Y también el estilo de ese lugar era distinto; ya no podía hablarse
de templo, ni compararlo con una gran estación de ferrocarril. Era un
edificio más bien moderno, supuestamente en un piso superior del otro
edificio, como un lugar reservado para la vivienda de empleados o funcionarios
de ese otro edificio inmenso. Ese lugar era casi privado, aunque yo
estaba del lado de afuera de la parte de vivienda propiamente dicha;
me encontraba ante una puerta cerrada, con una cerradura tipo Yale,
y a mi alrededor había formas difíciles de discernir, probablemente
pasamanos de escaleras estrechas, como de caracol, o similares, unos
pasamanos retorcidos, como si fueran formando lentamente la torsión
de una hélice o de un tirabuzón; pensé en la cinta de Moebius.
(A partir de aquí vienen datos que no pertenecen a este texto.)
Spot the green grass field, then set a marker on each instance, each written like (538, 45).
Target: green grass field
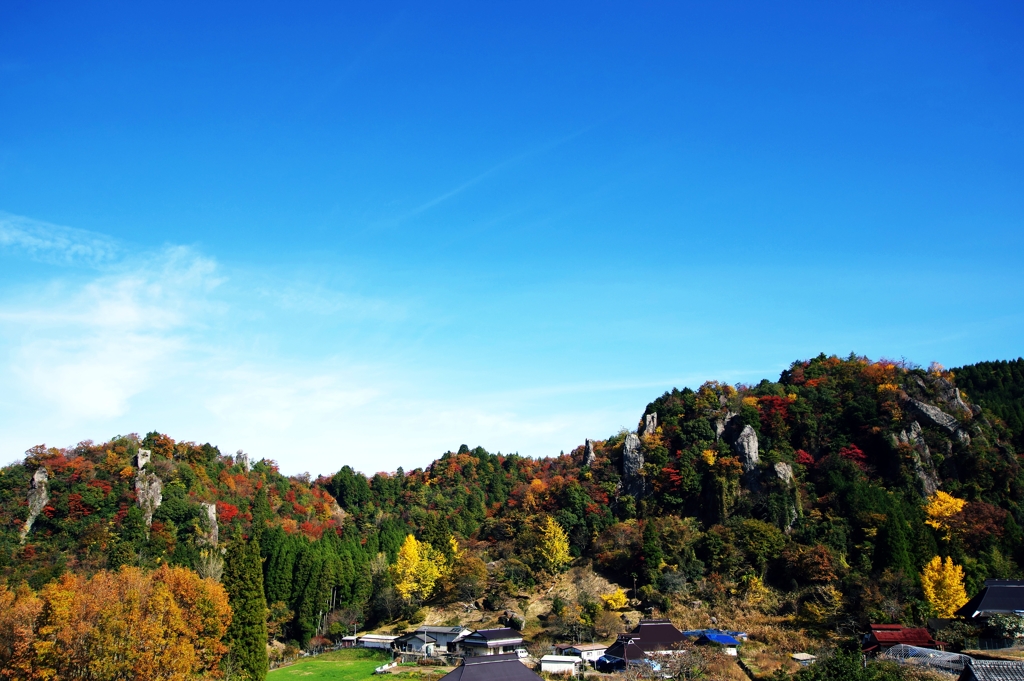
(338, 666)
Me recosté contra uno de esos pasamanos retorcidos y miré hacia arriba;
no era fácil ver el techo, por las muchas vueltas y esquinas que presentaban
las paredes, e incluso por momentos se creaba la ilusión de que no había
techo, o de que el techo era muy claro, como si tuviera una claraboya,
porque la sensación que experimentaba era más bien de estar afuera que
adentro; y sin embargo el lugar era cerrado y bastante estrecho, y además
sin formas visibles de salida. Me parecía imposible no poder desandar
el camino; yo no había hecho ningún movimiento extraordinario como para
haber accedido a ese lugar del que parecía imposible volver atrás; sólo
había caminado un poco distraídamente.
No sé desde dónde, si salió de algún apartamento cuya puerta yo no tenía
a la vista en ese momento, o si llegaba desde un lugar parecido al que
yo venía de recorrer; lo cierto es que apareció un hombre que de inmediato
se acercó a mí de una manera que podía considerarse amistosa. Era un
hombre bastante mayor, al que sin embargo no correspondía llamar viejo,
especialmente porque tenía un aspecto dinámico y jovial, con una permanente
sonrisa en los labios, aunque cabe señalar que la sonrisa no parecía
muy sincera. Este hombre se dirigió a mí sin sorpresa, como si encontrar
a alguien en mi situación fuera la cosa más natural del mundo, y comenzó
a hablar fluidamente acerca del edificio y sus raras formas arquitectónicas,
y muy especialmente acerca de la persona que lo había ideado y había
llevado adelante el proyecto de su construcción. Al parecer, esa persona
era una mujer. Pronto me di cuenta de que este hombre era uno de esos
individuos a quienes les agrada hablar mucho, hablar constantemente,
y creen que sus palabras son muy interesantes para todo el mundo, sin
detenerse a pensar en la oportunidad de sus discursos. Lo interrumpí
para preguntarle dónde estaba la escalera.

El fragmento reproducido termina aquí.